In the photo that she posted on Facebook, Amber Nicole Thurman looks radiant. Kneeling in the surf, the 28-year-old clutches her now six-year-old son as waves break around them, both wearing matching smiles. It’s the type of photo any mom can relate to.

A year later, Thurman would be dead because of the state of Georgia’s law banning abortion after six weeks of pregnancy. It feels like an almost absurdly cruel irony that this law, which went into effect in 2022 following the overturning of Roe v. Wade, is called the Living Infants and Fairness Equality, or “LIFE” Act.

Thurman’s story is one of two published by ProPublica this week examining the impact of Georgia’s ban on maternal health, and what reporter Kavitha Surana discovered was devastating. She found that the deaths of Thurman and another Georgia woman, Candi Miller, can be directly linked to their inability to access abortion care under the new law.

“There are almost certainly others,” she notes, not just in Georgia but elsewhere where abortion has been restricted.

Both women died in 2022, just weeks or months after the bill passed. Thurman had discovered she was pregnant with twins in July and decided to terminate the pregnancy. However, she had barely missed the opportunity to get an abortion under the new law, as her pregnancy had just passed the six-week mark.

After a few weeks of waiting to see if the law would be overturned, Thurman and a friend traveled to North Carolina to get a legal abortion when she was nine weeks pregnant. At the clinic, which was overrun with other patients from banned abortion states, Thurman was unable to get a surgical abortion and instead was given abortion pills.

Despite following the clinic’s instructions, Thurman began to experience complications like heavy bleeding. She then began to vomit blood. Her boyfriend called an ambulance and Thurman was transported to a hospital.

Medical experts consulted by ProPublica said that should have been clear that Thurman was experiencing a life-threatening complication based on her symptoms. But even after an on-call OB diagnosed her with “acute severe sepsis” due to retained tissue from her abortion, staff did not perform a D&C, the common surgical procedure to remove the septic tissue. Instead, they gave Thurman antibiotics and an IV drip and waited.

Experts quoted by ProPublica said one of the potential outcomes of restrictive abortion bans is it forces medical professionals to decide if a patient’s condition is essentially “bad enough” to warrant intervening and weigh that against the threat of prosecution if they are deemed to do so in error.

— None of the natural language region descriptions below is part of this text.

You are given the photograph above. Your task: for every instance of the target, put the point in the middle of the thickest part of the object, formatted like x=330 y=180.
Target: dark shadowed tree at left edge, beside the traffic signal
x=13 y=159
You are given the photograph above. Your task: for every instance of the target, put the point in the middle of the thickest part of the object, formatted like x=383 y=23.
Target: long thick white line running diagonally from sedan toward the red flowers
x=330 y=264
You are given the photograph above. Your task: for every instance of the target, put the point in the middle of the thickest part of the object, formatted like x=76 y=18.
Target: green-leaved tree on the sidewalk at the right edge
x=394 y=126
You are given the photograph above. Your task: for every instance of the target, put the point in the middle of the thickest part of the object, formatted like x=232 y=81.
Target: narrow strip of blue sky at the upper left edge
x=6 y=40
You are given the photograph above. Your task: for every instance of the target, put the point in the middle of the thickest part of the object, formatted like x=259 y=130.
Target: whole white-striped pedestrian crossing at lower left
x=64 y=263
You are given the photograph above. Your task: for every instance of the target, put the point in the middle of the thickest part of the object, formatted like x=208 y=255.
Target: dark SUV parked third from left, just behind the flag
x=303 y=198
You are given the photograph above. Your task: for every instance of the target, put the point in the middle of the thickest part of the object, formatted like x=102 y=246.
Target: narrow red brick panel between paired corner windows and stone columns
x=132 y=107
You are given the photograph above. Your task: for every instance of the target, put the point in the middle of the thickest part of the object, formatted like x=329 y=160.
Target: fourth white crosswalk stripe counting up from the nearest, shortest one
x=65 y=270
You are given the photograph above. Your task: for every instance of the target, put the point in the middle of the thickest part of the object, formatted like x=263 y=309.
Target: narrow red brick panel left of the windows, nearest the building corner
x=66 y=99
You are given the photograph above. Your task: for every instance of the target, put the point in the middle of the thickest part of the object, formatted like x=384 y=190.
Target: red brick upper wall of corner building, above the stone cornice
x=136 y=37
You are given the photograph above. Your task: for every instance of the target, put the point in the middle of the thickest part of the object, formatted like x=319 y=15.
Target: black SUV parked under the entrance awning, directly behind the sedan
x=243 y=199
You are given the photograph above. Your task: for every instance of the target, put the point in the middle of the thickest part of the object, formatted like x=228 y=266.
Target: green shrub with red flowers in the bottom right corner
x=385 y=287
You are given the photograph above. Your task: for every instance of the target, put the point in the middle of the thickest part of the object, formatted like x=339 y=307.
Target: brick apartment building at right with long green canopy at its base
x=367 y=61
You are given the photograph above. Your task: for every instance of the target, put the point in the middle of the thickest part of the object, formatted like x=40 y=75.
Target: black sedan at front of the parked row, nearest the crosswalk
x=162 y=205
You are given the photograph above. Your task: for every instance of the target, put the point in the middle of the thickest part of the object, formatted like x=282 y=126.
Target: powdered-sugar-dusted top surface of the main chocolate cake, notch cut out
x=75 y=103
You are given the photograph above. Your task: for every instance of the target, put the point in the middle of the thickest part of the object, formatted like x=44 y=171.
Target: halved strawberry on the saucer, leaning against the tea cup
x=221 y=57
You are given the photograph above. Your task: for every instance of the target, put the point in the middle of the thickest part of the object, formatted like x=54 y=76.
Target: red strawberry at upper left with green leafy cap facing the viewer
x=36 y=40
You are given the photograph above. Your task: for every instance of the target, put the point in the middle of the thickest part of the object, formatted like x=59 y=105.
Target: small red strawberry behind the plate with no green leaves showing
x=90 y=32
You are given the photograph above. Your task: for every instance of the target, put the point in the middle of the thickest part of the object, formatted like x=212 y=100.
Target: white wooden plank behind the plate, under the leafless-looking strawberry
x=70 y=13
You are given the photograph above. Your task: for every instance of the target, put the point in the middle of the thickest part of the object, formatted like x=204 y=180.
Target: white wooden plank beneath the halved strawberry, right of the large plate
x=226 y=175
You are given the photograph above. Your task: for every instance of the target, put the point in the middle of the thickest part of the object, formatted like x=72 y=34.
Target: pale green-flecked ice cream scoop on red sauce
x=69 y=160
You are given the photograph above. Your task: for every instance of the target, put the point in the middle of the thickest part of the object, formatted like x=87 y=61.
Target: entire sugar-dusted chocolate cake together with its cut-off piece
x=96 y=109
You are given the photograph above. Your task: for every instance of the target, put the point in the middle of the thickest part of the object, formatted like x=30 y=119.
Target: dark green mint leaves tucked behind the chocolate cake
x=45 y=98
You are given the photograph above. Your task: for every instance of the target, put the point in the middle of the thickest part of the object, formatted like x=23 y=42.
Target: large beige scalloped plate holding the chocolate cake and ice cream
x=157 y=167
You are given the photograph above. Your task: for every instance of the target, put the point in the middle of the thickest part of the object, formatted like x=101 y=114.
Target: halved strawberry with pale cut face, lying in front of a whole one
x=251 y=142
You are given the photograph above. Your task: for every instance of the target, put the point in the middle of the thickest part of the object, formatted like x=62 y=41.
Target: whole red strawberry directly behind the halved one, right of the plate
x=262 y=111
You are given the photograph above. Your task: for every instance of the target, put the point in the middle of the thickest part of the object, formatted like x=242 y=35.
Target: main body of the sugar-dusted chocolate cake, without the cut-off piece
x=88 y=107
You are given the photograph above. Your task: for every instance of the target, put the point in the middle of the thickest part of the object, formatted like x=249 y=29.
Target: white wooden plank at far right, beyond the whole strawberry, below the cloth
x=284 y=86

By the time medical professionals decided to treat Thurman with a D&C 20 hours after she arrived, it was too late. Thurman died during the surgery. A maternal mortality review committee later determined that if Thurman had been treated earlier, there is a “good chance” she’d still be alive.

Miller’s story, published on Wednesday, while different, has some similar parts. The 41-year-old mother of three also experienced excruciating pain after attempting to have a medication abortion at home in November 2022, and her abortion also did not fully expel all the fetal tissue. In the report, family members told ProPublica that Miller had ordered the pills online because she was afraid to see a doctor or go to a clinic “due to the current legislation on pregnancies and abortions.”